Washington: We're on the verge of a power revolution as a team of researchers has brought instant re-charging technology closer to the reality.
Developed by Purdue researchers, the technology could provide an "instantly rechargeable" method that is safe, affordable and environmentally friendly for recharging electric and hybrid vehicle batteries through a quick and easy process similar to refuelling a car at a gas station.
The innovation could expedite the adoption of electric and hybrid vehicles by eliminating the time needed to stop and re-charge a conventional electric car's battery and dramatically reducing the need for new infrastructure to support re-charging stations.
Team leader John Cushman co-founded Ifbattery LLC (IF-battery) to further develop and commercialize the technology.
Cushman noted that electric and hybrid vehicle sales are growing worldwide and the popularity of companies like Tesla is incredible, but there continues to be strong challenges for industry and consumers of electric or hybrid cars.
"The biggest challenge for industry is to extend the life of a battery's charge and the infrastructure needed to actually charge the vehicle. The greatest hurdle for drivers is the time commitment to keeping their cars fully charged," he added.
Current electric cars need convenient locations built for charging ports.
"Designing and building enough of these recharging stations requires massive infrastructure development, which means the energy distribution and storage system is being rebuilt at tremendous cost to accommodate the need for continual local battery recharge," said Eric Nauman, co-founder of Ifbattery.
"Ifbattery is developing an energy storage system that would enable drivers to fill up their electric or hybrid vehicles with fluid electrolytes to re-energize spent battery fluids much like refuelling their gas tanks."
The spent battery fluids or electrolyte could be collected and taken to a solar farm, wind turbine installation or hydroelectric plant for re-charging.
"Instead of refining petroleum, the refiners would reprocess spent electrolytes and instead of dispensing gas, the fuelling stations would dispense a water and ethanol or methanol solution as fluid electrolytes to power vehicles," Cushman said.

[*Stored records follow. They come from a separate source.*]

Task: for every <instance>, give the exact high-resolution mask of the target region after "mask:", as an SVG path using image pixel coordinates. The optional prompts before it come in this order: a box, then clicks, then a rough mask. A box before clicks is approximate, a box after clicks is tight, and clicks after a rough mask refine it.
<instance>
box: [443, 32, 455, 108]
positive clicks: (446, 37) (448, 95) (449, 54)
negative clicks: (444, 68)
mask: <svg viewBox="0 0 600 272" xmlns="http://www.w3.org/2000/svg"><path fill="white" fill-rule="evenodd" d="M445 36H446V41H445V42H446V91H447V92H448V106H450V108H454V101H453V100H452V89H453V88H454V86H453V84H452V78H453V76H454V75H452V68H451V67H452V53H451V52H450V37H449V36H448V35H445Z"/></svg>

"Users would be able to drop off the spent electrolytes at gas stations, which would then be sent in bulk to solar farms, wind turbine installations or hydroelectric plants for reconstitution or re-charging into the viable electrolyte and reused many times. It is believed that our technology could be nearly 'drop-in' ready for most of the underground piping system, rail and truck delivery system, gas stations and refineries."
Mike Mueterthies, the third co-founder of Ifbattery, said the flow battery system makes the Ifbattery system unique.
"Other flow batteries exist, but we are the first to remove membranes which reduces costs and extends battery life," Mueterthies said.
Ifbattery's membrane-free battery demonstrates other benefits as well.
"Membrane fouling can limit the number of recharge cycles and is a known contributor to many battery fires," Cushman said. "Ifbattery's components are safe enough to be stored in a family home, are stable enough to meet major production and distribution requirements and are cost effective."
The study has been presented at the recent International Society for Porous Media 9th International Conference in Rotterdam, Netherlands.